Not wanting to do a belly tuck to transfer fat to her chest, Bethel began reconstruction utilizing a ‘balloon’ procedure but found it painful. “Why am I going through this pain?” she thought, and had it removed at the same time the doctors removed the port for chemo treatments. “I wear a prosthesis now,” she said.

Hazel Bethel has been cancer-free ever since. However, some years later, her daughter Carla was diagnosed, and “I had to live this all over again. I wanted to die.”

Mother and daughter

With no prior history of cancer in their family, it was a shock to discover that Bethel and her daughter had the disease.
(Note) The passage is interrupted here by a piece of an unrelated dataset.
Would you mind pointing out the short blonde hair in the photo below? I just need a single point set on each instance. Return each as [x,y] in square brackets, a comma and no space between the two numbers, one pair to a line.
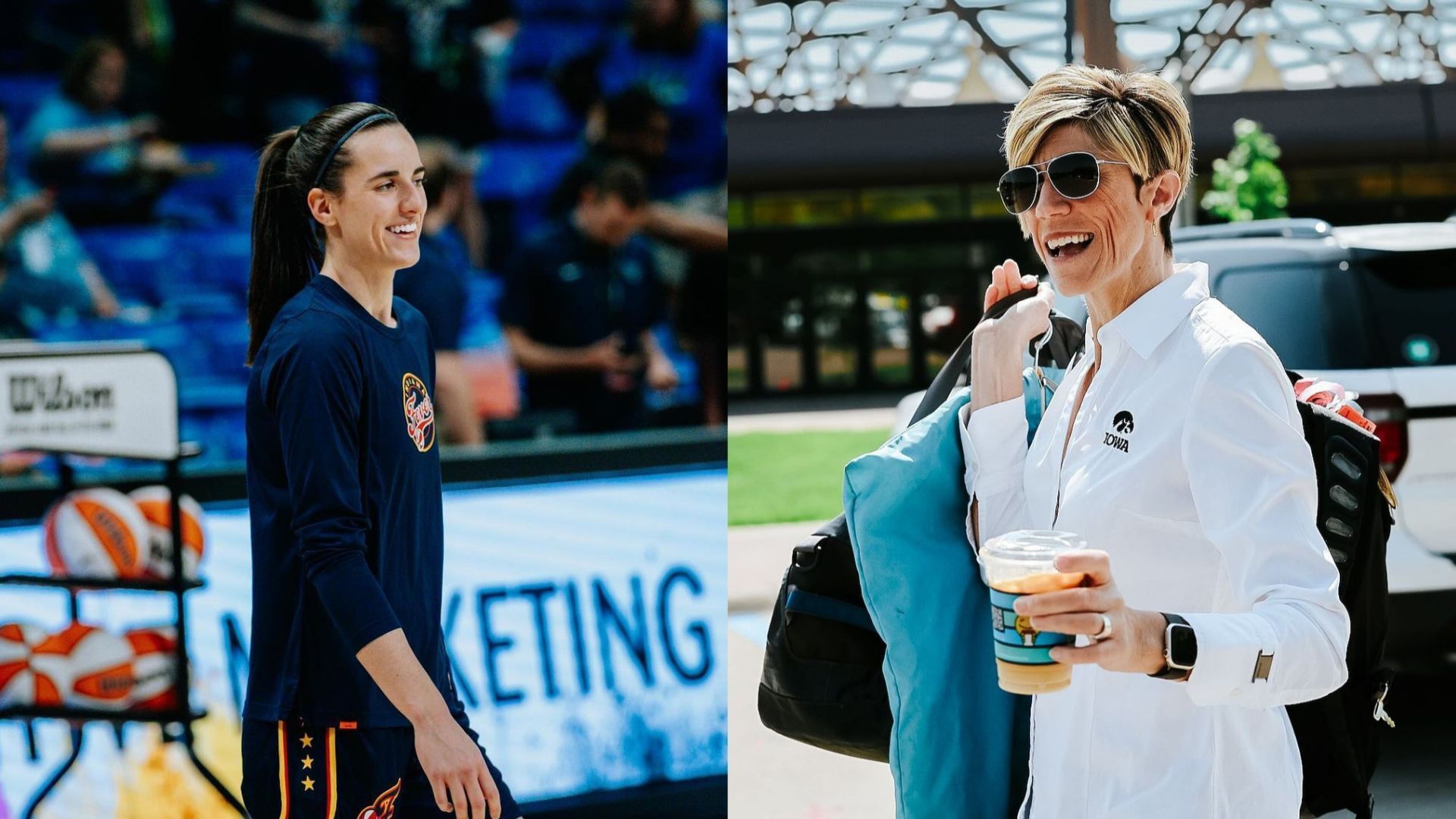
[1139,118]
Carla already had a kidney transplant by then. Hazel prayed continuously. “God, let this happen to me so that I can be an example for her, of doing what you have to do to live.”

It was double worry because by then Carla was married to attorney Marlon Hill.  I’d worry about him, worry about her. It wasn’t easy.”

Bethel is resilient. “When you have cancer, there is something that wells up in you that says, ‘This is not going to take me down.’ You get that strength.”

Today, the breast cancer survivor is “living, enjoying life, and thanking God every day.” Every year, she joins Carla and Marlon in the Team DLimers group for the Komen Race for the Cure. “Every year, I look at her, and I know there’s a God,” Bethel said.